Loïs : « Tu peux lui transmettre un message de ma part ? »

Quentin : « Oui. »

Loïs : « J'habite dans la même rue que lui et j'ai un canapé disponible à toute heure. »

Quentin : « Message transmis. Message compris. Message apprécié. »

En disant cela à Zoé, je voulais la soulager d'une pression. Celle de rencontrer quelqu'un loin de chez soi et de se sentir obligé de rester chez lui pour la nuit.
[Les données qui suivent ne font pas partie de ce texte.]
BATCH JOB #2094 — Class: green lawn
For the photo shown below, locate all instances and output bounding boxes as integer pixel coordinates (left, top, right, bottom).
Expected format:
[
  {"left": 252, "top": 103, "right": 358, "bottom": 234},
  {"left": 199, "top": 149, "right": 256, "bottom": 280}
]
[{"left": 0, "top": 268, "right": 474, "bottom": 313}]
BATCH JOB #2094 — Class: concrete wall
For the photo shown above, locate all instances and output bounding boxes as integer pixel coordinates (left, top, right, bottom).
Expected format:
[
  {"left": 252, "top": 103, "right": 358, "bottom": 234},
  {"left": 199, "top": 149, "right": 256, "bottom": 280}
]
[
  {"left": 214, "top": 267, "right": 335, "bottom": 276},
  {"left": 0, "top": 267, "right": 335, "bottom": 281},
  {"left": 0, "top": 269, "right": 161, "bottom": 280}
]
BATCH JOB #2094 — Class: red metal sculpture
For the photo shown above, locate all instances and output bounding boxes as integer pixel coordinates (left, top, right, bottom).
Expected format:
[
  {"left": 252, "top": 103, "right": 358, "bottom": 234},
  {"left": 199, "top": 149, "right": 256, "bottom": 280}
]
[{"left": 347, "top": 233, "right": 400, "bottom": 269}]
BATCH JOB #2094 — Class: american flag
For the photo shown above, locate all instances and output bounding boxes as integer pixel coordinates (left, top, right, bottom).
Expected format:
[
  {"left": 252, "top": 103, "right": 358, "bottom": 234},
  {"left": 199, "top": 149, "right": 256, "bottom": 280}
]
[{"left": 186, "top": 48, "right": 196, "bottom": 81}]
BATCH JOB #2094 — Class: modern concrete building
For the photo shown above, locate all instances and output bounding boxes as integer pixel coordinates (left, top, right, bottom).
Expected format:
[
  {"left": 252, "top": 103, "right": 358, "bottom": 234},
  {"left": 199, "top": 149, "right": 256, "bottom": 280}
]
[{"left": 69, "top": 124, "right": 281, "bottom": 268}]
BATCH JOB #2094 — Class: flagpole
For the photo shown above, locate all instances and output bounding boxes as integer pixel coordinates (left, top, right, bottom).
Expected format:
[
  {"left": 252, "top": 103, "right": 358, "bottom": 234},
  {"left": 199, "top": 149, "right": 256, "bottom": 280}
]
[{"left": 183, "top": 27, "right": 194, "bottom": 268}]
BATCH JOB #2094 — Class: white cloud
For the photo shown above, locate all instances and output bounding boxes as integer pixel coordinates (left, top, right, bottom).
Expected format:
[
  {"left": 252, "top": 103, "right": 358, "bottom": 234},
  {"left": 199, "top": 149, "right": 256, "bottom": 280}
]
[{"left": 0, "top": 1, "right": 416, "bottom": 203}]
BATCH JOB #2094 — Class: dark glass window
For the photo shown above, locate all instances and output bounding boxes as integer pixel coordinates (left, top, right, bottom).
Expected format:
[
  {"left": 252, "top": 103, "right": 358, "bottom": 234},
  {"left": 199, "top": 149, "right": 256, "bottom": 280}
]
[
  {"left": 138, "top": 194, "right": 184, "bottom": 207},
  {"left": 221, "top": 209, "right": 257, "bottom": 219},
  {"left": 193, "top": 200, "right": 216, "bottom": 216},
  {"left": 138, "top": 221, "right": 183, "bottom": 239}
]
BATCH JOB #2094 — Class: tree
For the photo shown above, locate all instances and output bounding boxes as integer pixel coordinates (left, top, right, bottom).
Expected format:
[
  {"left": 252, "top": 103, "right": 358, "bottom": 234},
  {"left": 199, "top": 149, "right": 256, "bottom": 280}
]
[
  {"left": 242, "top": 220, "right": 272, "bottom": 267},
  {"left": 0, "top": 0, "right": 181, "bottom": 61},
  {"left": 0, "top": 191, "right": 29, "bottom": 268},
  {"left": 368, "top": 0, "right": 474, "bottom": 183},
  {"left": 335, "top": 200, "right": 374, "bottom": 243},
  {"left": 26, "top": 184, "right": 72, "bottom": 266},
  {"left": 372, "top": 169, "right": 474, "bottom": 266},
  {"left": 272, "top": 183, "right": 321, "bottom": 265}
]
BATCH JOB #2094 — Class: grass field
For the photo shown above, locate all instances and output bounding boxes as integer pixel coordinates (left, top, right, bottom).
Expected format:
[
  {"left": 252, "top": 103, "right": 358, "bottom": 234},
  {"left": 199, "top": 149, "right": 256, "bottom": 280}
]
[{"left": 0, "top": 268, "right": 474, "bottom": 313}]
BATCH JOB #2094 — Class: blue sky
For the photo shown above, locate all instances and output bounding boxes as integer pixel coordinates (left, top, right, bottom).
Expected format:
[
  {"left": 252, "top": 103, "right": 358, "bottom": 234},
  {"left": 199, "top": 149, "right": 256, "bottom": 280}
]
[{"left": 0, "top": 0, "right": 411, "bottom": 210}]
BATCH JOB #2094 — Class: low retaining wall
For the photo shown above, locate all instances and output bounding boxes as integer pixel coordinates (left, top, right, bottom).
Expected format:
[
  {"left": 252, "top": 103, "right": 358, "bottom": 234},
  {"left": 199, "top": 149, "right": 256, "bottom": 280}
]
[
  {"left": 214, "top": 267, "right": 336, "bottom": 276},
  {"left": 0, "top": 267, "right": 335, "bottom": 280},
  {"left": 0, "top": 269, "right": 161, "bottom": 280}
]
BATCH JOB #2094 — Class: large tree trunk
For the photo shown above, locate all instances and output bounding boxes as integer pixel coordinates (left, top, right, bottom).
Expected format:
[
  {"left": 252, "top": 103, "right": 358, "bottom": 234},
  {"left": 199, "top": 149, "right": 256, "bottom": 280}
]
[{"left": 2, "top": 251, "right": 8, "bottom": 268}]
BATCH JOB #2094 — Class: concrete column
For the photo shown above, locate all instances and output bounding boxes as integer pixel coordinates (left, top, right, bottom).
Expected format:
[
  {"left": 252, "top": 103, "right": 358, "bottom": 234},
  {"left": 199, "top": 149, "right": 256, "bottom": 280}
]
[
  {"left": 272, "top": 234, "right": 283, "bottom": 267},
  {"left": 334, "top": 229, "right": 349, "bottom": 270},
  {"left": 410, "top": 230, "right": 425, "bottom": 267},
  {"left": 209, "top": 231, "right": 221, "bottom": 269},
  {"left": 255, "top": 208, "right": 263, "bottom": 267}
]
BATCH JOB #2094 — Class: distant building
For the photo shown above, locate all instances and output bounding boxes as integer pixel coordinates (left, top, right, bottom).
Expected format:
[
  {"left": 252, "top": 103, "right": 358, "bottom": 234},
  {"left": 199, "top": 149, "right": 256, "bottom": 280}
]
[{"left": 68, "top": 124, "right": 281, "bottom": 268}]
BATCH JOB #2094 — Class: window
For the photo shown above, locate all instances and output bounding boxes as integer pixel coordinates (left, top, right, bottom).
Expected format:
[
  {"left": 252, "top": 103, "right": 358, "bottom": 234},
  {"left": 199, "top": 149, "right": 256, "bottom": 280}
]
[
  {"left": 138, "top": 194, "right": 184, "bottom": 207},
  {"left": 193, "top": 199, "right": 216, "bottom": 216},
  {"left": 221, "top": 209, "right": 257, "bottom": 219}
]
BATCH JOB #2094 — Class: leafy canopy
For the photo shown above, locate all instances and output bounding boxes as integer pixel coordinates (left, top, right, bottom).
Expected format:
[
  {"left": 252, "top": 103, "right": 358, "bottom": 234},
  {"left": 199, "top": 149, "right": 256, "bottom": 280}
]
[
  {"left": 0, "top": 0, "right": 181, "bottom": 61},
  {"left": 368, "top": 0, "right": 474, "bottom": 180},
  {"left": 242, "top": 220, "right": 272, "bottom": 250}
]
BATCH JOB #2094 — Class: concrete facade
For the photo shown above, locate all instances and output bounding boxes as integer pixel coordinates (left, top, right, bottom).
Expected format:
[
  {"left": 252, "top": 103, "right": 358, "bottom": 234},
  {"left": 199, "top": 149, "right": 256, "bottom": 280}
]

Quelques minutes plus tard, Renaud sursaute quand il reçoit un message.

— Qu'est-ce que je fais ? panique-t-il.

— Tu respires.

— Elle me propose d'aller dîner au restaurant demain. Au Havre !

— Cool !

— Tu crois que j'accepte ?

Je ne réponds pas, pourtant, j'ai matière à me foutre de lui. Seulement, une femme que je ne connais pas vient d'arriver et elle fonce droit vers la table du fond. Alex, Ben et quelques camarades de son école y sont installés. Je la suis des yeux à travers le miroir derrière le bar. Elle s'approche de lui et pose ses lèvres pulpeuses sur la joue d'Alex. J'ai un haut-le-cœur. Ils discutent brièvement et elle s'éloigne.

— Tu m'écoutes ?

— Bien sûr que tu acceptes.

— Et si ça se passe mal ?

— Ça se passera bien, Renaud.

— Comment peux-tu le savoir ?

— Je te connais par cœur, trésor !

— C'est ma réplique !

Plus tard, je l'aperçois au comptoir, elle prend un verre et fait claquer ses talons. Elle se déhanche, l'air déterminée, le regard farouche, une cible clairement verrouillée en vue.